Pages

Sunday, May 6, 2012

19th CENTURY ENGLISH FOOD by Maggi Andersen


Recipe for Pea Soup with Bacon and Herbs 1811
Serves 8-10
1 PT (2 ½ cups) old peas, shelled
4 PT (10 cups) stock
¼ LB piece bacon
1 LB sorrel, coarsely chopped
2 endives, sliced
1 ½ oz. (1/2 cup) spearmint, chopped
2 oz. (4 TBS) butter
4 TBS (1/2 cup) cream

Boil the peas in the stock with the bacon, sorrel, endives and spearmint. “When the peas are tender, remove the bacon and chop it into small dice. Put the soup through a food mill or coarse sieve and return it to the cleaned pan. Reheat, stir in the butter and cream, add a little pepper and then put back the chopped bacon. Pour into a tureen and serve.
The impressive machinery of the Victorian kitchen with the emphasis on utilitarian rather than decorative. 





The nineteenth century opened with the Napoleonic Wars and short harvests, and the peace of 1815 brought no relief.

In a working man’s cottage fresh meat was a luxury seen only on Sunday, and then only enough for a meat pudding or toad encased in suet crust and boiled. Butter was replaced by lard flavoured with rosemary.

In 1846, the Corn Laws were repealed, lowering the cost of bread and other staples. The huge industrial growth and the development of scientific farming outstripped the experimental methods of the previous century. Farmers could double their crops with chemical fertilizers and utilize new ways of feeding cattle during the winter months with cottonseed, linseed cakes and similar concentrates.

The demand for cheap food and the growth of free trade ended English agriculture based on wheat forever.

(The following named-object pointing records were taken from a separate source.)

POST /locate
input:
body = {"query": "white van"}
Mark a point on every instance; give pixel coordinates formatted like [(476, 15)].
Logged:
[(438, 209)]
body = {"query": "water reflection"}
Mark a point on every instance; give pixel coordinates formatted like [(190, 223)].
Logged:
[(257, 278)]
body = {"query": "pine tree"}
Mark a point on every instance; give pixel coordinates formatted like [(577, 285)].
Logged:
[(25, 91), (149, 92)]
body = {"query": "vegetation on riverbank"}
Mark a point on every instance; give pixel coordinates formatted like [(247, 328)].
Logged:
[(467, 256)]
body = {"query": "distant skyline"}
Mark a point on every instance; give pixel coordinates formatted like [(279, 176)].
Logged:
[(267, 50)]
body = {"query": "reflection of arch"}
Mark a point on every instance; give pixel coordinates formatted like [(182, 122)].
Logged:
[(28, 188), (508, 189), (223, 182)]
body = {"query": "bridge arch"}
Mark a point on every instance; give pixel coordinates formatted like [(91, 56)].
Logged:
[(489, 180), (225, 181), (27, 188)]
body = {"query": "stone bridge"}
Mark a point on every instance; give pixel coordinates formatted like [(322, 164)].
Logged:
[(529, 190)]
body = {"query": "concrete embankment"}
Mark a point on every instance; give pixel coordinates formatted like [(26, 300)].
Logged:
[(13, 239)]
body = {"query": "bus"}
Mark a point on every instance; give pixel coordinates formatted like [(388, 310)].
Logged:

Within fifty years, most of the English were eating food they had bought, rather than grown or reared themselves – the greater part of it imported. Spices came from India. Australian beef began to arrive, posing a few problems in the kitchen.  It was tougher than homegrown English cattle and not refrigerated until Scottish immigrant in Australia, James Harrison made a practical ice maker in 1880.  

Replacing the sailing ships by steam trawlers improved the fish supply. Salt and pickled herrings gave way to fresh fish as the railroads improved.

A method of preserving food in glass bottles by heat-processing was discovered by a Frenchman, Nicholas Appert. Bottled sauces became popular.

The love apple, or tomato first grown as decoration, arrived as a food from North Carolina. Vegetable marrows and pumpkins appeared.     

These and other changes changed the English diet dramatically.

While some old-fashioned people stuck to the eighteenth century breakfast of cold meat, cheese and beer; the majority of English adopted porridge, fish bacon and eggs, toast and marmalade that have appeared on English breakfast tables for a hundred years.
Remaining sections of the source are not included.